Tesla CEO Elon Musk has sold $930 million in shares to meet tax withholding obligations related to the exercise of stock options, bringing his recent sales of stock to $7.8 billion
Tesla shares closed at $1,013.39 Monday, an unchanged level from Friday’s close
Tesla shares closed at $1,013.39, an unchanged level from Friday’s close.
Stock options are a form of compensation that allows an employee to purchase shares at a pre-arranged value, known as the strike price, making them more valuable as the market price of the shares rises.

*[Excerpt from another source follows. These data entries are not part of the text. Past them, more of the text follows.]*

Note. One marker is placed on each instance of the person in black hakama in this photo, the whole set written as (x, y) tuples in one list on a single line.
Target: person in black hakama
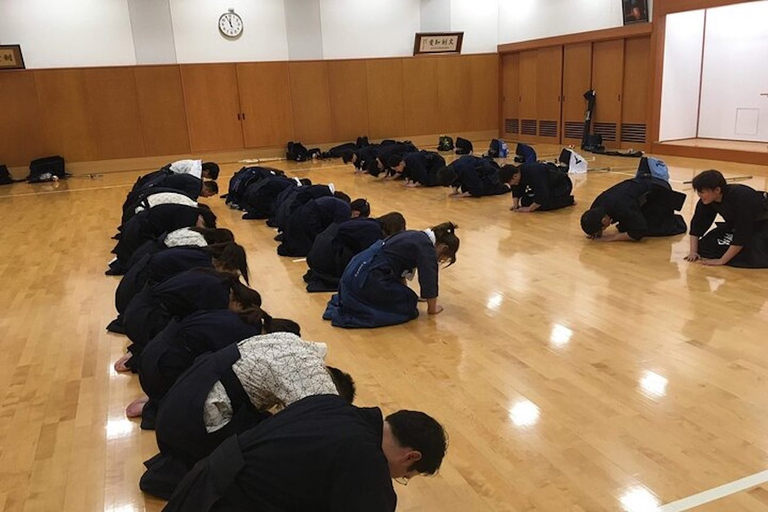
[(418, 169), (472, 176), (230, 391), (640, 207), (742, 239), (537, 187), (320, 453), (334, 248), (372, 290)]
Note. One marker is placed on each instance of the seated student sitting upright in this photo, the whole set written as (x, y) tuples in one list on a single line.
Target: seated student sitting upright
[(537, 187), (641, 206), (230, 391), (373, 290), (320, 453), (740, 241), (418, 169), (472, 176)]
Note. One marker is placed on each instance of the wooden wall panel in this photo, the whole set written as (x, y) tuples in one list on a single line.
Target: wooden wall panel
[(454, 88), (213, 106), (637, 91), (310, 102), (348, 86), (484, 92), (386, 113), (21, 135), (161, 105), (265, 103), (420, 101), (607, 81), (66, 127), (113, 111), (577, 79)]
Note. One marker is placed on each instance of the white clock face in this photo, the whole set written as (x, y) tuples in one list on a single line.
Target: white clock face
[(231, 24)]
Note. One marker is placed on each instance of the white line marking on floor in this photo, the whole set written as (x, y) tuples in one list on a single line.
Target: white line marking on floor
[(718, 492)]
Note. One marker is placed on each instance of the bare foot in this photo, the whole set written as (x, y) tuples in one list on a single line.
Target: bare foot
[(136, 407), (120, 364)]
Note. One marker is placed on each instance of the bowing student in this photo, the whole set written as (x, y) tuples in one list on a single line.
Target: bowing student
[(373, 290), (742, 239)]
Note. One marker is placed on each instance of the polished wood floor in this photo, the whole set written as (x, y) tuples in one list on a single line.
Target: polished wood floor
[(571, 375)]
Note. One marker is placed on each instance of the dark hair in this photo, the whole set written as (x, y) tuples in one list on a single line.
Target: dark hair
[(446, 176), (394, 160), (214, 235), (592, 220), (212, 186), (344, 382), (207, 214), (231, 256), (212, 168), (391, 223), (709, 180), (341, 195), (281, 325), (444, 234), (507, 172), (361, 205), (420, 432)]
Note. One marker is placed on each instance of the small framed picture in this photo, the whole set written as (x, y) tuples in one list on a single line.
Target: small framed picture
[(437, 42), (635, 11), (10, 57)]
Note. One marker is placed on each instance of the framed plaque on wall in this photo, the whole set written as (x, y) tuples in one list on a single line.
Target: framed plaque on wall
[(10, 57), (437, 42)]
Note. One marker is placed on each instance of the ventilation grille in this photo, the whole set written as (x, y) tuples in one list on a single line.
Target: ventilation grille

Musk on Monday exercised his option to purchase 2.1 million shares at $6.24 each, and is required to pay the difference between the strike price and fair market value, which is taxed as ordinary income.
Musk faces an August deadline to exercise options on 23 million shares which were granted in 2012. August is also the deadline to pay taxes associated with the grant.
Yet many of his stock sales through the week do not appear to be connected with his tax withholding requirements.
This is the second time in a week that the billionaire has exercised his stock option. Last Monday, he sold another 934,000 shares for $1.1 billion after exercising options to acquire nearly 2.2 million shares.
The two options-related sales were set up in September via a trading plan that allows corporate insiders to establish preplanned transactions on a schedule, the filings said.
As of the end of 2020, he had an option to buy 22.86 million shares, which expire in August next year, a Tesla filing shows.
On November 6, Musk polled Twitter users about selling 10 percent of his stake, pushing down Tesla’s share price after a majority on Twitter said they agreed with the sale.
‘Much is made lately of unrealized gains being a means of tax avoidance, so I propose selling 10% of my Tesla stock,’ Musk, 50, wrote in the November 6 post.
The exec then implored his 63.1 million followers: ‘Do you support this?’
They did – with more than 2 million of the 3.5 million social media users surveyed voting that he should, spurring the CEO’s massive sell-off.
It was not clear how or whether the trading plan related to Musk’s Twitter poll.
Musk faces an August deadline to exercise options on 23 million shares which were granted in 2012. August is also the deadline to pay taxes associated with the grant
Also on Monday, JPMorgan Chase sued Tesla for $162.2 million accusing the company of breaching a contract related to stock warrants after its share price soared following Musk’s infamous ‘funding secured’ tweet.
According to the complaint filed in Manhattan federal court, Tesla in 2014 sold warrants to JPMorgan that would pay off if their ‘strike price’ were below Tesla’s share price upon the warrants’ expiration in June and July 2021.
JPMorgan, which said it had authority to adjust the strike price, said it substantially reduced the strike price after Musk’s August 7, 2018 tweet that he might take Tesla private at $420 per share and had ‘funding secured,’ and reversed some of the reduction when Musk abandoned the idea 17 days later.
But Tesla’s share price rose approximately 10-fold by the time the warrants expired, and JPMorgan said this required Tesla under its contract to deliver shares of its stock or cash. The bank said Tesla’s failure to do that amounted to a default.
‘Though JPMorgan’s adjustments were appropriate and contractually required,’ the complaint said, ‘Tesla has flagrantly ignored its clear contractual obligation to pay JPMorgan in full.’
Tesla did not immediately respond to requests for comment after market hours.
Musk trolled Democratic-socialist Sen. Bernie Sanders by saying he keeps ‘forgetting you’re still alive’, after the politician demanded the uber-rich ‘pay their fair share’ of taxes.
Democratic-socialist Sen. Bernie Sanders said on Twitter that the nation’s wealthiest people must pay their fair share of taxes
Sanders’ tweet prompted Musk to offer to sell more stock after he cashed out more than $5billion in holdings last week in response to an unrelated Twitter poll
Sanders, 80, called on the nation’s ‘extremely wealthy’ to pony up more cash in a tweet Saturday, drawing the attention of Musk, who last week sold more than $5billion of his Tesla stake.
Musk, responding to Sanders’ demands, indicated he wouldn’t draw the line there.
‘I keep forgetting that you’re still alive,’ Musk, the world’s richest man, tweeted at the senator.